Another Marxist concept that is useful in understanding the mental health system is ‘hegemony’- that is influencing people’s behaviour through persuasion and consent rather than force. The previous functions of the mental health system- both institutional psychiatry and welfare – are dependent, at least for now, on the idea that mental disorders are medical conditions that, like other medical conditions arise from the body and are therefore independent of the individual’s agency. This means the individual’s wishes can be conveniently over-ridden when their behaviour is causing a nuisance or a danger. By placing people in the sick role, the notion of mental illness also justifies the payment of sickness and disability benefits.
The ‘psychiatric re-shaping of personhood’, as Nikolas Rose called it (2), has been gaining momentum in recent years thanks to the efforts of the Pharmaceutical Industry, and the majority of the population in many countries have now absorbed the widely marketed narrative of the chemical imbalance. The misery and worry that is the natural response to poverty, discrimination and insecurity are transformed into individual medical problems. In this way, the idea that mental health problems are diseases or illnesses can be thought of as an ‘ideology,’ to use another Marxist term, which refers to a false set of beliefs that obscure the reality of life under capitalism.
Although it is presented as a medical system, aiming to treat medical disorders, I suggest that the functions of the psychiatric system really consist of providing care and facilitating control. These functions have endured across the centuries, but have expanded with the evolution of capitalism that demands that workers not only work to provide for or contribute to their own upkeep, but produce surplus value. Regardless of the evidence or lack of it, it is necessary to regard the recipients of the mental health system as being medically sick in a way that can be aligned with physical illness or disease in order to legitimate current arrangements. The concept of mental illness justifies the use of force against people in situations where the criminal justice system cannot be applied, and authorises the provision of financial support and care for people who cannot work or look after themselves in other ways.

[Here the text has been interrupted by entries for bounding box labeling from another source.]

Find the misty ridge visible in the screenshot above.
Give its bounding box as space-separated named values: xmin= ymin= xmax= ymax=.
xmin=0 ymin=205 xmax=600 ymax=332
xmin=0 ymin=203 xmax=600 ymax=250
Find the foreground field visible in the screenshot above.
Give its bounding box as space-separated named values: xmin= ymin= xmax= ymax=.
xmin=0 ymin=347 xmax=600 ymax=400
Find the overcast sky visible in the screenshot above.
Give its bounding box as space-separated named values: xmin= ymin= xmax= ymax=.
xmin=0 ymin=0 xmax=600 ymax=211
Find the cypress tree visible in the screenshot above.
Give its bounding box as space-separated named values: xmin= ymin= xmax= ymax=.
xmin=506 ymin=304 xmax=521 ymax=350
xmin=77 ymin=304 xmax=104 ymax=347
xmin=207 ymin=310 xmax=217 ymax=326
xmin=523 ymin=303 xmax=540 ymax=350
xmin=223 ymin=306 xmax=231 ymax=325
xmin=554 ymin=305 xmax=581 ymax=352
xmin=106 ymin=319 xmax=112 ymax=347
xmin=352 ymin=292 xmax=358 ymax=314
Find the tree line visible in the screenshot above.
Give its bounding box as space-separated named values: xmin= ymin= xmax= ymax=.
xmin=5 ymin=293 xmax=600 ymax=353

The organisation of production under capitalism generates many of the problems we call mental disorders. An economic system that distributed resources more equitably, that provided security of income, housing, education and healthcare and enabled more people to participate meaningfully in economic and social life would wipe away much of the current mental health epidemic that is so closely linked to financial insecurity, debt, lack of housing, loneliness, fear or feelings of failure and lack of purpose. However, unlike some other critics of psychiatry, I believe some of the functions of the mental health system remain necessary in any society, though this does not mean that they need to be carried out as they are today. History suggests there will always be people who become disturbed from time to time and need care and or containment of some sort. What is important is to confront these problems honestly so we can address them in as fair and humane a way as possible.
1. Moncrieff J. The Political Economy of the Mental Health System: A Marxist Analysis. Front Sociol. 2022;6:771875. https://www.ncbi.nlm.nih.gov/pubmed/35242843
2. Rose N. Becoming neurochemical selves. In: Stehr N, editor. Biotechnology, Commerce and Civil Society. New Brunswick, New Jersey: Transaction Publishers; 2004. p. 89-128.